NobbZ · June 3, 2023, 11:25am

I remember that at the beginning of 2022 there have been figures around 300 TiB in the S3 buckets floating around. Mostly rumors though. And if those rumors are even close to the truth, that means that also the cache increased by about 50% in size, not only the nixpkgs tarball…

Yes, as much as my already hour long bisection session will hate this, though I have to agree…

I think, that applying GC/prune only on the “cold” storage would be a good first step. And even there, we could start with a block level deduplication, though I am not yet sure how that should look like.

Static block sizes on the FS level will probably not get us far enough, as the NARs are compressed, and a single byte change in the containing data might change the compressed result of all compressed blocks after that, and if it is just due to a slight alignment change.

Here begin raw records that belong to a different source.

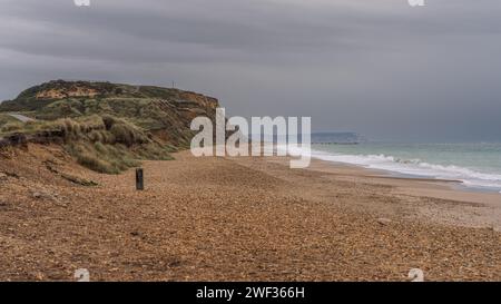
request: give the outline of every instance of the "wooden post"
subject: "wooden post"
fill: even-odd
[[[145,189],[143,168],[137,168],[136,169],[136,189],[137,190],[144,190]]]

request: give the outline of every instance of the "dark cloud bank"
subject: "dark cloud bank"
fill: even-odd
[[[501,140],[501,1],[0,0],[0,99],[50,79],[169,86],[229,115],[385,140]]]

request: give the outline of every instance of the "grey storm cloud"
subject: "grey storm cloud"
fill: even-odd
[[[390,140],[501,140],[499,0],[0,0],[0,99],[50,79],[168,86],[230,115]]]

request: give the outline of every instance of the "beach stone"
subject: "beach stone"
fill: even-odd
[[[390,225],[390,223],[392,223],[392,220],[390,218],[380,217],[380,218],[377,218],[377,223],[380,223],[382,226],[386,226],[386,225]]]

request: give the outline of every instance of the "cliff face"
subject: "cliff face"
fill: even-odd
[[[166,147],[189,146],[193,118],[214,120],[218,106],[215,98],[178,89],[55,80],[0,104],[0,147],[62,143],[79,163],[115,173],[130,167],[117,163],[122,155],[164,159]],[[13,111],[36,120],[12,122],[6,112]]]

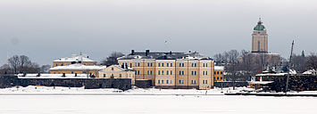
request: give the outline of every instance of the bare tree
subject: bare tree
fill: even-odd
[[[307,57],[306,62],[307,69],[312,69],[312,73],[313,75],[317,75],[317,55],[314,53],[311,53],[311,54]]]
[[[51,68],[51,65],[42,65],[40,68],[40,72],[41,73],[49,73],[50,68]]]
[[[10,67],[13,69],[13,73],[16,74],[19,73],[18,72],[18,69],[20,67],[20,57],[18,55],[14,55],[13,57],[11,57],[9,60],[9,65]]]
[[[306,58],[304,55],[294,54],[292,57],[292,68],[299,73],[306,71]]]
[[[29,58],[26,55],[21,55],[20,56],[20,66],[19,66],[19,71],[20,73],[24,73],[25,69],[31,65],[31,61]]]
[[[110,65],[113,65],[113,64],[118,64],[118,58],[124,56],[124,54],[120,52],[113,52],[110,54],[109,57],[107,57],[105,60],[103,60],[101,61],[101,64],[103,65],[106,65],[106,66],[110,66]]]

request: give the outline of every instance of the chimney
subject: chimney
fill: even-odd
[[[146,56],[147,56],[150,53],[150,50],[146,50]]]
[[[134,55],[134,50],[131,50],[131,55]]]

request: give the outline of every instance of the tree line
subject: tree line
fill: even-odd
[[[0,67],[0,74],[49,73],[51,65],[40,66],[26,55],[13,55],[8,62]]]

Then we have deduplication with floating block sizes, like the restic backup repository format uses. There again though I am not aware of any easy to use wrapper that would be able to apply a similar deduplication method to “dynamic” filesystems.

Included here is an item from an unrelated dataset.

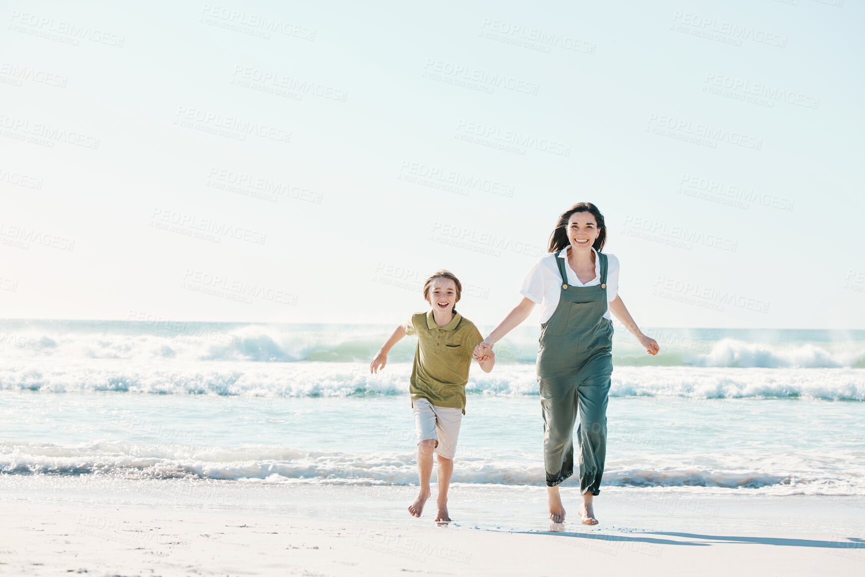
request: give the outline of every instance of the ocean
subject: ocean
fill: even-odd
[[[392,329],[3,321],[0,473],[416,484],[415,341],[368,372]],[[601,496],[865,495],[865,331],[646,333],[657,356],[616,328]],[[455,487],[543,486],[537,337],[520,327],[490,374],[472,368]]]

I remember though, that recently (Q4’22/Q1’23) a software got announced, that can do some partial NAR deduplication, but didn’t provide any parity or reconstruction mechanisms. Sadly I do not remember the name, nor did I follow the development and whether or not those things got fixed.

Solene · June 3, 2023, 11:34am

If there is interest to keep legacy packages for some reasons, maybe a community / 3rd party substituter could be created, Software Heritage seems to have some kind of interest into Nix, they could host this.

nagy · June 3, 2023, 11:42am

Then we have deduplication with floating block sizes, like the restic backup repository format uses. There again though I am not aware of any easy to use wrapper that would be able to apply a similar deduplication method to “dynamic” filesystems.
I remember though, that recently (Q4’22/Q1’23) a software got announced, that can do some partial NAR deduplication,

I assume, you are talking about this ?

It does content-defined chunking and deduplication on the uncompressed NARs using fastcdc.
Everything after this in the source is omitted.